Task 1: Extract main data from 2 data sources

In [43]:
import pandas as pd
import requests

url = "https://raw.githubusercontent.com/Papagoat/brain-assessment/main/restaurant_data.json"
response = requests.get(url)
restaurant_data = response.json()
country_path = 'Country-Code.xlsx'
country_df =   pd.read_excel(country_path)
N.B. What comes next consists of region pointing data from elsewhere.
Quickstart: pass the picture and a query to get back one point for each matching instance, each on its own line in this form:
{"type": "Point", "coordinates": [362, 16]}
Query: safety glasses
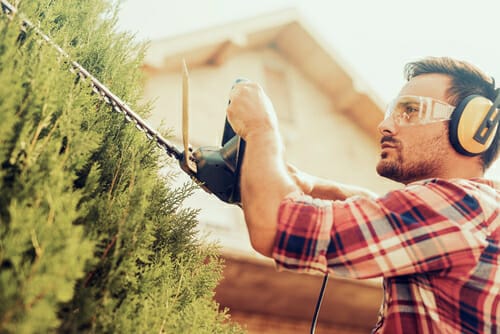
{"type": "Point", "coordinates": [409, 110]}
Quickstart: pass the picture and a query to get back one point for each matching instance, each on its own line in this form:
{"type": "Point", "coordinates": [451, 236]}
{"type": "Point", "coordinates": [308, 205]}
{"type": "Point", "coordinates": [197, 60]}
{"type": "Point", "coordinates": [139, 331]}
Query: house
{"type": "Point", "coordinates": [328, 120]}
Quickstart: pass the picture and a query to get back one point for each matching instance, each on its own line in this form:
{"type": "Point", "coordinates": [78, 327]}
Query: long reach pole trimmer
{"type": "Point", "coordinates": [216, 169]}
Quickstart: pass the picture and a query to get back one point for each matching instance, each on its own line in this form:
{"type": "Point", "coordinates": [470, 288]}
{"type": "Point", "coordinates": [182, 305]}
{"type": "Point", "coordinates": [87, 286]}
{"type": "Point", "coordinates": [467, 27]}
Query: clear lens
{"type": "Point", "coordinates": [412, 110]}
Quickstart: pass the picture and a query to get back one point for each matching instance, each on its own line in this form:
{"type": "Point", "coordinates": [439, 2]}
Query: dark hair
{"type": "Point", "coordinates": [466, 79]}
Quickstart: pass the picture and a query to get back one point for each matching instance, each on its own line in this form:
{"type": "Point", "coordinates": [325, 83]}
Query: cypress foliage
{"type": "Point", "coordinates": [92, 237]}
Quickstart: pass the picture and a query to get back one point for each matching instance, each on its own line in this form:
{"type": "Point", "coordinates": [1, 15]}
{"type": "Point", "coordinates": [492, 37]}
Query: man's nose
{"type": "Point", "coordinates": [387, 127]}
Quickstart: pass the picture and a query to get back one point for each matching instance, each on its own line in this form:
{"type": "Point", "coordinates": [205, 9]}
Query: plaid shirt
{"type": "Point", "coordinates": [435, 242]}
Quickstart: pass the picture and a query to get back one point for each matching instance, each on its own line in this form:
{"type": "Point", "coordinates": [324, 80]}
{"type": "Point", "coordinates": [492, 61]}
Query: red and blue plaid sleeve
{"type": "Point", "coordinates": [429, 226]}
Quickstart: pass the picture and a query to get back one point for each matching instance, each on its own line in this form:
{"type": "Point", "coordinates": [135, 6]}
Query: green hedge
{"type": "Point", "coordinates": [92, 238]}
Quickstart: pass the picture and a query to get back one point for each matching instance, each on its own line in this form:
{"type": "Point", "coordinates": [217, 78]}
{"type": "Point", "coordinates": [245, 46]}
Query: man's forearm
{"type": "Point", "coordinates": [264, 183]}
{"type": "Point", "coordinates": [330, 190]}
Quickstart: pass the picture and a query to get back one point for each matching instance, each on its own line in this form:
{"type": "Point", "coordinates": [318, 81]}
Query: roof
{"type": "Point", "coordinates": [289, 35]}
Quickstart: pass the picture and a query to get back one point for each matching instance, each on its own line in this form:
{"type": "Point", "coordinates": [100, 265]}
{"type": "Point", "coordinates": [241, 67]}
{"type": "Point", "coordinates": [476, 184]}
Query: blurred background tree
{"type": "Point", "coordinates": [93, 238]}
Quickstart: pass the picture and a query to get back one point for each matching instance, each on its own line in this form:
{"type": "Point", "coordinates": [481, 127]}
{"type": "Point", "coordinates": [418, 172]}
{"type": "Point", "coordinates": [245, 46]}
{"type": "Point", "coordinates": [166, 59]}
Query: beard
{"type": "Point", "coordinates": [406, 167]}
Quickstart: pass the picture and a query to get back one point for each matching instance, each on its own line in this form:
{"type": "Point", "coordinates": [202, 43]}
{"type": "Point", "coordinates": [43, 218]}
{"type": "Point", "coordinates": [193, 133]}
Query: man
{"type": "Point", "coordinates": [435, 242]}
Task 1 Part 1: Extract restaurant data into data frame and combine with country dataframe 

In [44]:
restaurants_list = []

for entry in restaurant_data:
    for restaurant in entry['restaurants']:
        info = {
            'Restaurant Id': restaurant['restaurant']['R']['res_id'],
            'Restaurant Name': restaurant['restaurant']['name'],
            'Country Code': restaurant['restaurant']['location']['country_id'], 
            'City': restaurant['restaurant']['location']['city'],
            'User Rating Votes': restaurant['restaurant']['user_rating']['votes'],
            'User Aggregate Rating': float(restaurant['restaurant']['user_rating']['aggregate_rating']),
            'Cuisines': restaurant['restaurant']['cuisines']
        }
        restaurants_list.append(info)
restaurants_df = pd.DataFrame(restaurants_list)
combined_df = pd.merge(restaurants_df, country_df, on='Country Code', how='left')
final_df = combined_df.drop('Country Code', axis=1)
final_df.to_csv('restaurants.csv', index=False)
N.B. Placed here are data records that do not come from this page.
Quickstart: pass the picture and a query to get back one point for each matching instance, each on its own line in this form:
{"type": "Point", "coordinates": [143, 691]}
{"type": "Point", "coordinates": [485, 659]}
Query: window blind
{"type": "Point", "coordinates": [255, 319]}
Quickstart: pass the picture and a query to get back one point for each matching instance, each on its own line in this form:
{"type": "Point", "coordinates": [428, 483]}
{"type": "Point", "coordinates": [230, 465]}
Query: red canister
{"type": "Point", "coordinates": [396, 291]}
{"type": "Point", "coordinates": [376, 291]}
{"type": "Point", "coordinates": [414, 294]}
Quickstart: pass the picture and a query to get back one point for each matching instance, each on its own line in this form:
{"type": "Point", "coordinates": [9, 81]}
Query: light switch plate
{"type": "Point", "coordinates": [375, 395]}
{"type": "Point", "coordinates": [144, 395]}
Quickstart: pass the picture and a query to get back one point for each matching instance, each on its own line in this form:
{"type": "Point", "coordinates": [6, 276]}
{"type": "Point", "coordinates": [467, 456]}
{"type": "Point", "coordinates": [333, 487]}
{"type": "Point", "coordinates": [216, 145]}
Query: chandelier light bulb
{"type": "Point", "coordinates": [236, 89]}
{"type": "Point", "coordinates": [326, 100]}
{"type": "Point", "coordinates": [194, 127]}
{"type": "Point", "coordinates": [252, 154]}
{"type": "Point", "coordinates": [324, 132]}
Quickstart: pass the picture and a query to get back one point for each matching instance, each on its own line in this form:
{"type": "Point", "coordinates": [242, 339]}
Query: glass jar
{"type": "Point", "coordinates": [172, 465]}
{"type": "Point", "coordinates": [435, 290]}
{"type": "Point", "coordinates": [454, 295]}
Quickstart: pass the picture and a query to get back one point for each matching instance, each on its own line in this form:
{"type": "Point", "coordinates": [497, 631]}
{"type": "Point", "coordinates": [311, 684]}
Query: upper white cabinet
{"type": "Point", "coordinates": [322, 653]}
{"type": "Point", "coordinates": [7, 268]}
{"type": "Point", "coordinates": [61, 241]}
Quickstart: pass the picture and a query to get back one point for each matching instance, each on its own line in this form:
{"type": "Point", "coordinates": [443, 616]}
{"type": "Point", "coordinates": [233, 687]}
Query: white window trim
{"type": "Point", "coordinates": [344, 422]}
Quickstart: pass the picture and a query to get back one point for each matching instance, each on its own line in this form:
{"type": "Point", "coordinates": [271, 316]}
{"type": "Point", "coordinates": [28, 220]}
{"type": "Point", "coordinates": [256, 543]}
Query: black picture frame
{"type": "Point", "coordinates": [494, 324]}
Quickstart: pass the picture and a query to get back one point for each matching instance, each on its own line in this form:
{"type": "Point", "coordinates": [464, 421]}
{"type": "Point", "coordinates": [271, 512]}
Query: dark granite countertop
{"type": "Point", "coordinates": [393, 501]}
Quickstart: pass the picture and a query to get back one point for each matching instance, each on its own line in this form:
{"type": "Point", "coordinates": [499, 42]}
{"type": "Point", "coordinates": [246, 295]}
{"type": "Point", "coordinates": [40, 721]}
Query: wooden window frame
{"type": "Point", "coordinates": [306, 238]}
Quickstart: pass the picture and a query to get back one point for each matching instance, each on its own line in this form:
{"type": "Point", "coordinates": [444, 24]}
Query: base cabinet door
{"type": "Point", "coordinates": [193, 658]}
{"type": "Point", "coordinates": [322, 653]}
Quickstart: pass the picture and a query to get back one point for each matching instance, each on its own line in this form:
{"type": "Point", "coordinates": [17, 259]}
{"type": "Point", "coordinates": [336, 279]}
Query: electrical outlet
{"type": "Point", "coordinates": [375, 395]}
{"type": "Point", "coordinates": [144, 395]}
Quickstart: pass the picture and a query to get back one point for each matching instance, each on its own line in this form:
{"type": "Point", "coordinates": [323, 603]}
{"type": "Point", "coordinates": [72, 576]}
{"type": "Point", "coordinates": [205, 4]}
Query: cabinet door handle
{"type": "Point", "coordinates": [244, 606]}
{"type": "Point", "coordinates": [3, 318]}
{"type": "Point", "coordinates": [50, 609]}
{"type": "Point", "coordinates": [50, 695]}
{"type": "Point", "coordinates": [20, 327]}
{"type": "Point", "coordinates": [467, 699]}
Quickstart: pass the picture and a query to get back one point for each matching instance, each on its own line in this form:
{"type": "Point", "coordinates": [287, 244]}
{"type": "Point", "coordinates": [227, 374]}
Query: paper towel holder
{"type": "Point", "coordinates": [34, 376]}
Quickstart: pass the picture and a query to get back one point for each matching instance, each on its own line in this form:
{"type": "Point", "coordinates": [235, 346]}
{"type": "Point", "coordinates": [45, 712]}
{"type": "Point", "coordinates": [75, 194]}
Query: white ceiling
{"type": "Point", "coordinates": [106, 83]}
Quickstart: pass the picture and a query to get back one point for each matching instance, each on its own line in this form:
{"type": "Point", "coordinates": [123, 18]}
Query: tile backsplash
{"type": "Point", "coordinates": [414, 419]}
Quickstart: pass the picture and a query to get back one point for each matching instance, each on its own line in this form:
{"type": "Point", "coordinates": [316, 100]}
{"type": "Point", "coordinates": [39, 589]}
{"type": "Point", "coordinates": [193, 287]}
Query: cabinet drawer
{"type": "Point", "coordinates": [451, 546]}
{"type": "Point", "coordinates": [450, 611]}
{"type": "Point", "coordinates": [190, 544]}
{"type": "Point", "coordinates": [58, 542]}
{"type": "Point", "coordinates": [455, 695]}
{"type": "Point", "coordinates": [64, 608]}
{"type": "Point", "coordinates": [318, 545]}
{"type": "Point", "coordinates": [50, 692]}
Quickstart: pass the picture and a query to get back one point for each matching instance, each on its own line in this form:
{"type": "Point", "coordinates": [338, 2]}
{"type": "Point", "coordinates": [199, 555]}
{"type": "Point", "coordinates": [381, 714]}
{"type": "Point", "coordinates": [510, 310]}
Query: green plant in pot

Task 1 Part 2: Extract list of restaurants with events in April 2019 by checking event timeframe

In [45]:
from datetime import datetime

event_list = []

start_date = datetime(2019, 4, 1)
end_date = datetime(2019, 4, 30)

for entry in restaurant_data:
    for restaurant in entry['restaurants']:
        if 'zomato_events' in restaurant['restaurant']:
            for event in restaurant['restaurant']['zomato_events']:
                event_start = datetime.strptime(event['event']['start_date'], '%Y-%m-%d')
                event_end = datetime.strptime(event['event']['end_date'], '%Y-%m-%d')
                if start_date <= event_start <= end_date or start_date <= event_end <= end_date:
                    if 'photos' in event['event'] and len(event['event']['photos']) > 0:
                        photo_url = event['event']['photos'][0]['photo']['url']
                    else:
                        photo_url = "NA"
                    info = {
                        'Event Id': event['event']['event_id'],
                        'Restaurant Id': restaurant['restaurant']['R']['res_id'],
                        'Restaurant Name': restaurant['restaurant']['name'],
                        'Photo URL': photo_url,
                        'Event Title': event['event']['title'],
                        'Event Start Date': event['event']['start_date'],
                        'Event End Date': event['event']['end_date']
                    }
                    event_list.append(info)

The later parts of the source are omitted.